Recycling technologies
Efficient recycling of plastics waste supports our industry’s transition to the circular economy while contributing to reducing GHG emissions by keeping discarded waste as a resource within the circular economy.
The collection and sorting processes are the first steps in ensuring that separated items are delivered to recycling plants. Improvements in collection schemes and sorting technologies are essential to achieve higher recycling rates. Plastic waste recycling rates are ten times higher when collected separately, compared to mixed collection schemes. Recycling waste and creating materials that can be reused again is a key sustainability benefit. It reduces the need for the resources to make new plastics from raw materials. Recycling also saves the energy needed for and the emissions generated from the refining and manufacturing processes.
How are plastics recycled?
Mechanical recycling is the most common approach used for recycling plastics like polyethylene terephthalate (PET) and high-density polyethylene (HDPE). PET and HDPE are typically used to make soft drinks bottles or containers, and are relatively easy to recycle.

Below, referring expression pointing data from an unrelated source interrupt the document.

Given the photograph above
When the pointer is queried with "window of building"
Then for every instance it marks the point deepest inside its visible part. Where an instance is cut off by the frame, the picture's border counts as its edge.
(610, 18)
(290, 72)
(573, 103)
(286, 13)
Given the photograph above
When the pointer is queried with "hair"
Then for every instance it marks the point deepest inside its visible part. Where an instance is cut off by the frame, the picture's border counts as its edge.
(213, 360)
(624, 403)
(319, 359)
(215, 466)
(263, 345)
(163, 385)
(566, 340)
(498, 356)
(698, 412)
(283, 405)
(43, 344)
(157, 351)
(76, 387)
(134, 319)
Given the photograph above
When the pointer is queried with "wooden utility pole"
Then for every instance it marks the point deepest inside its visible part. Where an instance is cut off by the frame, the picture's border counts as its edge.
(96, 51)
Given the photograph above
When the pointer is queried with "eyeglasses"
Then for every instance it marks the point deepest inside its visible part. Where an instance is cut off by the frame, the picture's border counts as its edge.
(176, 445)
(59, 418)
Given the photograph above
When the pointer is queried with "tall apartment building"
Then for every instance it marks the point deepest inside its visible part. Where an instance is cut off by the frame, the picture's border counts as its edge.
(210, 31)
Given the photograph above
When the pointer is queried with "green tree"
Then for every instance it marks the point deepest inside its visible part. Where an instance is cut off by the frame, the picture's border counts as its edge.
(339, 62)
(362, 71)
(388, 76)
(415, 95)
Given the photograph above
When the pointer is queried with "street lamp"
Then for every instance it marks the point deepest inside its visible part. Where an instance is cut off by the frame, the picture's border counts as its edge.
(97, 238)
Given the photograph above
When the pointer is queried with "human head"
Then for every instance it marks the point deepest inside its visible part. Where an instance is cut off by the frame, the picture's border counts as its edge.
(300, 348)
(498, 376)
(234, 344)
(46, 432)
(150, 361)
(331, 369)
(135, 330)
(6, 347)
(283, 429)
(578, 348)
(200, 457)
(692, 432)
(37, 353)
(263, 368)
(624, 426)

Mechanical recycling refers to the processing of plastics waste into secondary raw material or products without significantly changing the material’s chemical structure. In principle, all types of thermoplastics can be mechanically recycled with little or no impact on quality. Mechanical recycling is the most widespread form of recycling and represents the majority of activity in Europe.
Collection: Collection of end-of-life plastic products from separate and mixed waste streams
First sorting: Once plastic waste arrives at the recycling plant, it is sorted. While some sorting may have taken place at the collection stage, further separation by colour or thickness may be necessary.
Shredding: Plastics need to be shredded into smaller pieces before they can go on for reuse.
Washing: Washing removes dust and dirt to ensure plastics are clean before they go onto the next stage. This can include removing traces of food, drink or labels.
Second sorting and control: Plastics are sorted again and controlled before being sent to extrusion.
Extrusion: Plastics flakes are finally converted into homogenous pellets ready to use in the manufacture of new products
Chemical recycling is a growing approach for recycling and offers greater opportunity for scalability. Chemical recycling covers a set of technologies (pyrolysis, gasification, hydro-cracking, depolymerisation) that change the chemical structure of plastic waste. Long hydrocarbon chains constituting plastics are broken into shorter hydrocarbon fractions or monomers using chemical, thermal, or catalytic (chemical/thermal) processes. These shorter molecules are ready to be used as feedstock for new chemical reactions to produce new recycled plastics and other chemicals. It is a complementary technology with significant potential.
Dissolution recycling is a purification process through which the polymer present in a mixed plastics waste is selectively dissolved in a solvent, allowing it to be separated from the waste and recovered in a pure form without changing its chemical nature. Several industrial examples of such technology already exist and apply to different polymers, such as polyvinyl chloride (PVC), polystyrene (PS), nylon (PA) or polypropylene (PP), to separate them from mixed, multi-material waste.
Organic recycling is defined as the controlled microbiological treatment of biodegradable plastics waste under aerobic conditions (composting) or anaerobic conditions (biogasification). It applies to specific polymers that can be converted, under the actions of microorganisms, into stabilised organic residues, carbon dioxide, methane and water.
Boosting sustainability
The transition to a sustainable and circular plastics economy demands focus, collaboration and sizeable, long-term investments in systems and technology that can deliver the transition to a zero-waste future. We are fully committed to addressing the immense challenges of waste management, circularity and ending plastic waste in the environment.
While we are fully aware of the challenges, it is also important to recognise our industry’s contribution to sustainability. This includes helping to reduce food waste through plastic packaging, whilst also reducing carbon emissions from cars through lower weight materials and the energy lost from buildings and the electrification of our energy grid and transport systems. Plastic is an essential material to ensure a sustainable future, and has a vital role to play in helping Europe achieve its Green Deal ambitions.